“After years involved in the District, I think we should concentrate on prevention and early intervention.”
Thursday, 23 February 2012
Decision-making, planning and the purposelessness of council strategies
Yesterday evening was spent at Shipley Area Committee. Now while this sounds to be in the same category as Vogon poetry, it is quite often an interesting occasion and not just because I’m a masochist.
Last night showed the contrast – and the problems councils have with this – between specific decision-making and the making of plans or strategies. Put simply, we’re pretty good at the former and really rather bad at the latter.
And the meeting allowed me to speak of two great but flawed marketing geniuses...
The first hour and a half of the meeting was taken up with two hotly contested decisions – whether to put speed bumps all over Nab Wood and whether to take the zip wire and bucket swing out from Claremont Fields at Wrose.
In both cases supporters and opponents attended the meeting. As is our practice the chairman allowed each of them some time to express their concerns.

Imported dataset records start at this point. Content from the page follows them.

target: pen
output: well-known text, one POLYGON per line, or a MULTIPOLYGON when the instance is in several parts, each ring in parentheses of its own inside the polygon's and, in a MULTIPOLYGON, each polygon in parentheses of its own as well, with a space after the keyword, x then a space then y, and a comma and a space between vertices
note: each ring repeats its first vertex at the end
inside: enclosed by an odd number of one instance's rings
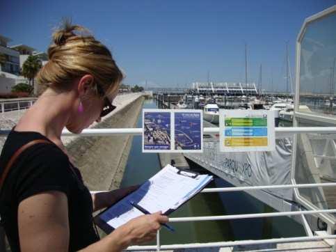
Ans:
MULTIPOLYGON (((138 210, 139 210, 140 212, 144 213, 145 214, 151 214, 151 213, 149 212, 148 211, 147 211, 145 208, 143 208, 143 207, 141 207, 140 205, 138 205, 138 204, 134 203, 133 201, 130 201, 129 203, 132 206, 134 206, 135 208, 136 208, 138 210)), ((166 223, 161 223, 161 225, 162 225, 163 226, 166 227, 168 230, 170 230, 172 232, 175 232, 175 230, 174 230, 174 228, 173 228, 170 226, 168 226, 166 223)))

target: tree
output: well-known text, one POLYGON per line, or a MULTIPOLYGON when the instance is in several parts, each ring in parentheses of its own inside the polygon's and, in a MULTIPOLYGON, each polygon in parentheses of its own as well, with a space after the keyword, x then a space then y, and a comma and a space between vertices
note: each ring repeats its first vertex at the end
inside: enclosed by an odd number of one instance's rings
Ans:
POLYGON ((33 87, 31 85, 26 84, 25 83, 19 83, 12 88, 12 92, 24 92, 31 94, 33 91, 33 87))
POLYGON ((42 67, 42 63, 37 56, 29 55, 28 58, 24 61, 22 65, 22 75, 28 79, 29 84, 33 80, 33 86, 34 86, 34 78, 42 67))

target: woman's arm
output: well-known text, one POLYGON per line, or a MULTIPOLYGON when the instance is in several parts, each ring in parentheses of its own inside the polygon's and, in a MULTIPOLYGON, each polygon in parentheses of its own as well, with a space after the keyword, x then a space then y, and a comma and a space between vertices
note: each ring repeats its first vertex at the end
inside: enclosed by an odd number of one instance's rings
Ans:
MULTIPOLYGON (((160 223, 167 221, 167 216, 159 212, 141 216, 81 251, 120 251, 130 244, 153 239, 160 223)), ((18 228, 22 252, 67 251, 70 232, 66 195, 51 191, 22 200, 18 209, 18 228)))
POLYGON ((113 191, 91 193, 93 203, 93 212, 109 207, 132 191, 136 190, 138 185, 119 189, 113 191))

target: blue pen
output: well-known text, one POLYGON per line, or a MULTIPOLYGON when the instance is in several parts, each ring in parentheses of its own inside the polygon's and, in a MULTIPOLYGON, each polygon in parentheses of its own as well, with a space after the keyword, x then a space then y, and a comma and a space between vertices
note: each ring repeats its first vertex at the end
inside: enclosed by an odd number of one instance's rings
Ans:
MULTIPOLYGON (((140 212, 144 213, 145 214, 152 214, 150 212, 149 212, 148 211, 147 211, 145 208, 143 208, 143 207, 141 207, 140 205, 138 205, 138 204, 134 203, 133 201, 130 201, 129 202, 129 204, 131 204, 132 206, 134 206, 135 208, 136 208, 140 212)), ((168 226, 166 223, 161 223, 161 225, 162 225, 163 226, 166 227, 168 230, 170 230, 172 232, 175 232, 175 230, 174 230, 174 228, 173 228, 171 226, 168 226)))

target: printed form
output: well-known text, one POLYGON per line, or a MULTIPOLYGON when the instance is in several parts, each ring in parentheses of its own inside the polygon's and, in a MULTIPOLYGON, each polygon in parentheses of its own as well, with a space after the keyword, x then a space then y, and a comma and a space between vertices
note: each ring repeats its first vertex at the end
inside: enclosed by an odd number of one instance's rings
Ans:
POLYGON ((138 190, 101 214, 99 218, 111 227, 117 228, 131 219, 143 215, 141 211, 131 205, 131 202, 150 213, 162 211, 165 214, 170 210, 176 210, 200 191, 211 180, 212 176, 195 176, 192 172, 181 171, 168 164, 138 190))

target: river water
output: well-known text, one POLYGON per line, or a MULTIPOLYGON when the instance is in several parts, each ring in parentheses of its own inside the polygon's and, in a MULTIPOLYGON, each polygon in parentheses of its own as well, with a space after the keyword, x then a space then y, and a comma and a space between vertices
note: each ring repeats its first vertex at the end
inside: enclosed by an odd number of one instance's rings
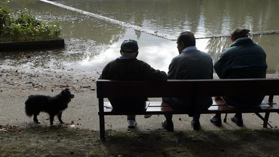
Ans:
MULTIPOLYGON (((167 72, 178 54, 176 39, 184 31, 196 37, 229 34, 236 27, 251 32, 279 30, 279 0, 52 0, 86 13, 109 17, 119 23, 98 19, 88 14, 68 10, 38 0, 14 0, 7 5, 15 12, 26 8, 47 22, 58 20, 66 40, 63 50, 2 52, 0 64, 76 71, 101 70, 119 56, 126 39, 138 41, 139 54, 156 69, 167 72), (121 24, 124 22, 163 35, 165 38, 121 24), (158 32, 158 33, 157 33, 158 32)), ((268 73, 279 72, 279 35, 251 37, 267 54, 268 73)), ((232 43, 229 37, 197 39, 198 49, 213 61, 232 43)))

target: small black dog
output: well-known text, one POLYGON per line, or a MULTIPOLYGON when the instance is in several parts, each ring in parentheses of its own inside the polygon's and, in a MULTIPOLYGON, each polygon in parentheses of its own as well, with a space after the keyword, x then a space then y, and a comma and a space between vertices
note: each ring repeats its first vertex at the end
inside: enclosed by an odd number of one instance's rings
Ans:
POLYGON ((40 112, 47 112, 49 115, 50 125, 53 124, 53 119, 57 115, 61 123, 65 122, 61 120, 63 110, 68 107, 68 104, 75 96, 71 94, 70 89, 66 88, 59 94, 51 97, 41 95, 31 95, 25 102, 25 113, 29 117, 34 116, 34 122, 39 123, 37 116, 40 112))

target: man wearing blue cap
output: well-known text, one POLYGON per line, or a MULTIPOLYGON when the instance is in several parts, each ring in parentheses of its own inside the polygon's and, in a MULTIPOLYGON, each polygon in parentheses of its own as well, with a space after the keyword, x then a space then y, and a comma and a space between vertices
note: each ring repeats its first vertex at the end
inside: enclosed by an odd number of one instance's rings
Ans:
MULTIPOLYGON (((121 56, 110 62, 103 69, 101 79, 121 81, 144 81, 162 83, 166 82, 166 74, 155 70, 148 64, 137 60, 137 42, 133 40, 124 40, 121 46, 121 56)), ((136 89, 135 89, 136 90, 136 89)), ((110 99, 114 109, 137 110, 144 109, 147 98, 110 99)), ((135 115, 127 115, 128 126, 133 128, 136 124, 135 115)))

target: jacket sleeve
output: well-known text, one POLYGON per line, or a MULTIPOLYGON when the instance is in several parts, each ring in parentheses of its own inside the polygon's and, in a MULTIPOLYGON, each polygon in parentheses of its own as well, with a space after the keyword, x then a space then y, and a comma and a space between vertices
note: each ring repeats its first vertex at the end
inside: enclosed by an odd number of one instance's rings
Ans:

In addition to this, time is given to SCAPAG members (representatives of the parishes and neighbourhood forums across the Shipley constituency).
The resulting discussion would, I feel, give a buzz to fans of good local government. Residents were involved, every member of the committee contributed their thoughts and solutions were sought that aimed (if not quite reaching) consensus. People may not like the decisions we took but they couldn’t argue that they weren’t taken with thought and care by councillors.
The remainder of the meeting – another hour – was mostly taken up receiving reports “to note” accompanied by short officer presentations. Two items were linked – headlines from the “state of the district” survey and the Council’s sustainable communities strategy.
Now without going into the details of these things, it struck me that these two reports told a great deal about how the council plans and strategises. Reading through a document littered with words like “overarching”, “transformational priorities” and “journey”, I realised that we haven’t got this process right – or even nearly right.
The problem is that these grand plans simply aren’t working documents. No council officer starts his or her day with getting down the “sustainable community strategy” as a guide to what to do. Nor does any council officer get out our “2020 Vision” to check on our progress.
Published with great fanfares and with exciting talk of partnership, mission and vision, these are little better than glossies produced to give the impression of strategy and planning. Can we take seriously a plan that has nine or ten “transformational priorities”?
Surely, we should have just one priority?
Last night, one Town Councillor (from Denholme as it happens) showed us up by saying in one sentence what priority we should set. It was some along the lines of:
A statement of priority and an indication of strategy. That is how business sets priorities, defines strategies and prepares plans. Councils should learn.